La famille a déménagé à Bradenton, en Floride, lorsque Joel était au lycée. Après avoir obtenu son diplôme, il a obtenu une licence en anglais du Davidson College de Caroline du Nord en 1956, une maîtrise en anglais de l'Université Cornell l'année suivante et un doctorat en anglais de l'Université de New York en 1966. Il a commencé sa longue carrière universitaire en tant qu'assistant professeur à Penn la même année.

Il laisse dans le deuil sa sœur, Harriet Conarroe.

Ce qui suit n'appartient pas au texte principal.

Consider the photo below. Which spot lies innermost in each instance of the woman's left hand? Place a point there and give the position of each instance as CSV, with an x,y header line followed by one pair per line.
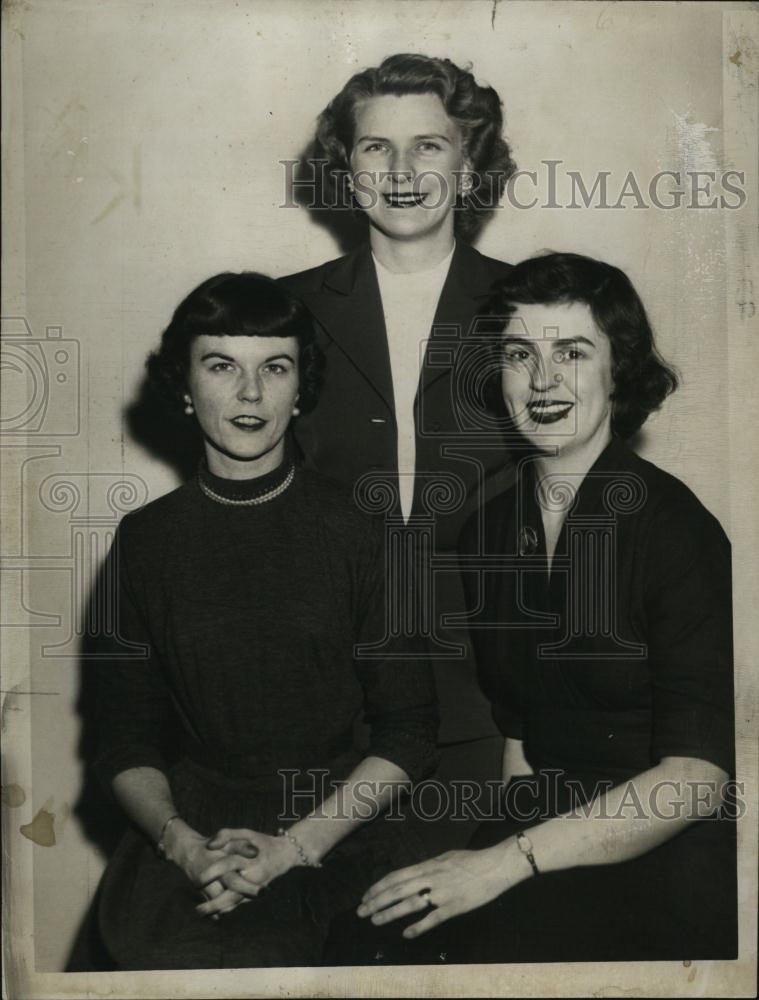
x,y
276,855
452,883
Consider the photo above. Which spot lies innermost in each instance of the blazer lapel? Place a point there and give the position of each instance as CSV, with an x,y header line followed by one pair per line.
x,y
349,308
466,289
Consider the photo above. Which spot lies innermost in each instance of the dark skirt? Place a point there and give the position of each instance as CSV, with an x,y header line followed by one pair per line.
x,y
147,911
677,902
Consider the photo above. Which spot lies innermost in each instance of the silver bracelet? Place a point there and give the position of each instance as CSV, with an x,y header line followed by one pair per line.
x,y
525,846
160,846
304,858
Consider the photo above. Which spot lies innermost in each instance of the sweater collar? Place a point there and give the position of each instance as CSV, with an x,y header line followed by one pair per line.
x,y
245,490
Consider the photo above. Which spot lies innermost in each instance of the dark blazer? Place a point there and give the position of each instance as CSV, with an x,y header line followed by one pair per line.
x,y
353,430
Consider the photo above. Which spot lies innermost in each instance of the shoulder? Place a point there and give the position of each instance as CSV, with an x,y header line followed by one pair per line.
x,y
335,505
150,524
668,498
472,261
487,523
677,527
312,279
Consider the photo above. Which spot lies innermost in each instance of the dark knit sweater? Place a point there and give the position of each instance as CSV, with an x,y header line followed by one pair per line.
x,y
248,617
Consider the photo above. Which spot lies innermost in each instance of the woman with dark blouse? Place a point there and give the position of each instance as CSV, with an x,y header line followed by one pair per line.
x,y
599,598
243,595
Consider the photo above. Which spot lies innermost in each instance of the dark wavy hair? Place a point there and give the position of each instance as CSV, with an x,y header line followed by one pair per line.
x,y
642,379
237,305
475,109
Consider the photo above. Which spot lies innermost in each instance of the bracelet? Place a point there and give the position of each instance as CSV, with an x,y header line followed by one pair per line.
x,y
304,858
160,846
525,846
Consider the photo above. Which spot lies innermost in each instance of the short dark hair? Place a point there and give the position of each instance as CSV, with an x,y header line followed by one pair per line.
x,y
237,305
474,108
642,379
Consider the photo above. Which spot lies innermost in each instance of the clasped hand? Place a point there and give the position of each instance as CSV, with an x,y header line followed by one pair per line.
x,y
250,861
233,866
452,883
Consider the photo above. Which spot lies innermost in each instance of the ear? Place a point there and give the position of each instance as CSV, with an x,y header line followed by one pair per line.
x,y
466,180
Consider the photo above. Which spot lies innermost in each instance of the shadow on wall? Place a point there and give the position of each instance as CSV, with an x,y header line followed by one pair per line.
x,y
309,189
164,434
178,443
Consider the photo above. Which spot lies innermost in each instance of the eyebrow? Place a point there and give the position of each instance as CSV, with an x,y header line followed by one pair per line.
x,y
226,357
561,341
380,138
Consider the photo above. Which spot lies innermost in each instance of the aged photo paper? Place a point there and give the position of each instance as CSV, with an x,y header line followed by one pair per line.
x,y
149,144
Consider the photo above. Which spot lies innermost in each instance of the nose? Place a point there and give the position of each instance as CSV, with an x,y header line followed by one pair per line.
x,y
249,387
399,166
544,374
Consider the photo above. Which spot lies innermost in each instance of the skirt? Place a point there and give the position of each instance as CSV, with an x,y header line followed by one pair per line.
x,y
147,915
677,902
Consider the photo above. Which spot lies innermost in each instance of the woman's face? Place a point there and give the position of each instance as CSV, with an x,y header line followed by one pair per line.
x,y
406,153
244,390
557,377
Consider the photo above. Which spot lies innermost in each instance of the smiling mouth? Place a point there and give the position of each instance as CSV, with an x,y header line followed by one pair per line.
x,y
548,411
247,423
405,200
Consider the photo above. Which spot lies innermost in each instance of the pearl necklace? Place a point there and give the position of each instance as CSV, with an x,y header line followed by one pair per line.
x,y
253,501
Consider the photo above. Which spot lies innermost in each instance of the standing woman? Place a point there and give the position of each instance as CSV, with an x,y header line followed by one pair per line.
x,y
603,631
416,145
243,595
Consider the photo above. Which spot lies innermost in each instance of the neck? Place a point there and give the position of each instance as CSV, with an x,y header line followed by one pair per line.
x,y
409,256
228,467
576,462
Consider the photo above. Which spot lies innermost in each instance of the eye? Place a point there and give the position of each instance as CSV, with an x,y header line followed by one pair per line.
x,y
570,354
516,353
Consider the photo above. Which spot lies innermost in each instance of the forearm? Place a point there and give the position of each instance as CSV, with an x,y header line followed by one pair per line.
x,y
369,790
145,796
628,820
514,761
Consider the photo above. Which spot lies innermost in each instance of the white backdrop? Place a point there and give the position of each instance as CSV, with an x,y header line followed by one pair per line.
x,y
142,149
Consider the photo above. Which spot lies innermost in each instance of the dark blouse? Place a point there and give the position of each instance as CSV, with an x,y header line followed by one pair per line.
x,y
248,617
624,655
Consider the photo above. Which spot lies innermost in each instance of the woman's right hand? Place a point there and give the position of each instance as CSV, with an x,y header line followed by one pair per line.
x,y
189,850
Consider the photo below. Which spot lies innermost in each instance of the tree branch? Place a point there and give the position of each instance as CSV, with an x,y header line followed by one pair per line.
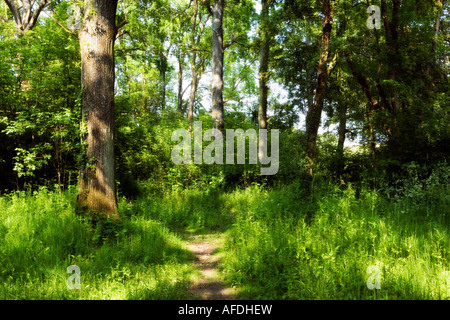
x,y
15,12
31,23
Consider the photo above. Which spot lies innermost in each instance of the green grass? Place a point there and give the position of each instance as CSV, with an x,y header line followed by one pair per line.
x,y
277,250
277,245
40,236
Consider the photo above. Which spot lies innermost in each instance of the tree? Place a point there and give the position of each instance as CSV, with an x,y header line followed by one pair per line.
x,y
217,65
24,17
314,112
97,185
264,64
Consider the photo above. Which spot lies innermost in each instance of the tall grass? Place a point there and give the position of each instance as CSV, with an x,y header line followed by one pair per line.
x,y
40,236
278,244
277,250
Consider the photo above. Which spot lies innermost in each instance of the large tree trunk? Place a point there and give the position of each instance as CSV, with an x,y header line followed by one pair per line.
x,y
314,113
97,187
263,65
217,66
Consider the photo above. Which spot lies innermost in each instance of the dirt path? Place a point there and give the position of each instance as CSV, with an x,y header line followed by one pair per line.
x,y
209,285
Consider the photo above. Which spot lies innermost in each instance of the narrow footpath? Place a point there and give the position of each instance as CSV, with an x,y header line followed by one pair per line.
x,y
209,285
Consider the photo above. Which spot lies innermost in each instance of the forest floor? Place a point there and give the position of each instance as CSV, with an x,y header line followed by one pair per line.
x,y
209,284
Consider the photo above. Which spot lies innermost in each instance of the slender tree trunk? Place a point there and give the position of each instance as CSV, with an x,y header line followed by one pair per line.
x,y
163,93
180,81
217,66
314,114
97,186
263,65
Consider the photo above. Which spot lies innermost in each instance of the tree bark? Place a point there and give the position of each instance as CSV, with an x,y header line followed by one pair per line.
x,y
263,65
314,113
97,187
180,81
217,66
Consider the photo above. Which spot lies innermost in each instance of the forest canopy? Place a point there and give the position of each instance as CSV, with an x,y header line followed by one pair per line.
x,y
92,91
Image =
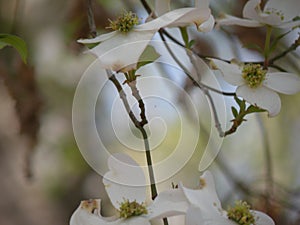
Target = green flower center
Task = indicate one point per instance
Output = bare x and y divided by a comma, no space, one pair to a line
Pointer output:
275,11
125,22
241,214
254,75
129,209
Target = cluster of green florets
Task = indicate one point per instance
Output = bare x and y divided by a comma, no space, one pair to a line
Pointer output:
241,214
129,209
125,22
275,11
254,74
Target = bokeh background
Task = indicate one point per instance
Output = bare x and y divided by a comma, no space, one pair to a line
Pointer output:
43,174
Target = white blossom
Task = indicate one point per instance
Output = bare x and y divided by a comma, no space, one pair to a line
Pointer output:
125,185
259,86
205,206
120,51
276,13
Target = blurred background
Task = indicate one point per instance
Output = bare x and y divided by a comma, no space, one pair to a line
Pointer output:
43,174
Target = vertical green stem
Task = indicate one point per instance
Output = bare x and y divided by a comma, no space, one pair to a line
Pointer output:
267,46
149,162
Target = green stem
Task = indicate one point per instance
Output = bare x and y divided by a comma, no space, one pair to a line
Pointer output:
149,162
267,46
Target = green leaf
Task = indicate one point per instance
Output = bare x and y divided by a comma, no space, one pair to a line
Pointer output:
184,35
241,103
191,43
148,56
16,42
234,112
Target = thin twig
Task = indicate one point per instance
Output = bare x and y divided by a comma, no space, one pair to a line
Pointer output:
269,191
91,19
198,84
140,127
135,93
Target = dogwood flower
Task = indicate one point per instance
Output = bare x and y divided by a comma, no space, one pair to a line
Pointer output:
205,208
125,186
276,13
163,6
120,50
257,85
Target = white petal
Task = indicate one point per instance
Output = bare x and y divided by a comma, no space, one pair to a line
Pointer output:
100,38
262,218
177,17
231,72
289,25
162,6
125,180
205,198
202,3
196,216
261,97
232,20
286,83
140,220
122,50
88,212
168,203
193,217
289,8
208,25
253,11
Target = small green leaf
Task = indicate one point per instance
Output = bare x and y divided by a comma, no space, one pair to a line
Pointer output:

Bien qu'il soit surtout connu comme un défenseur des œuvres d'autres écrivains, M. Conarroe s'est montré lui-même plus que compétent avec un stylo. Il a publié des analyses de la poésie de William Carlos Williams et de John Berryman et a édité plusieurs anthologies de poésie, dont « Six American Poets », une enquête largement diffusée en 1993 sur les œuvres de Walt Whitman, Emily Dickinson, Robert Frost et d'autres.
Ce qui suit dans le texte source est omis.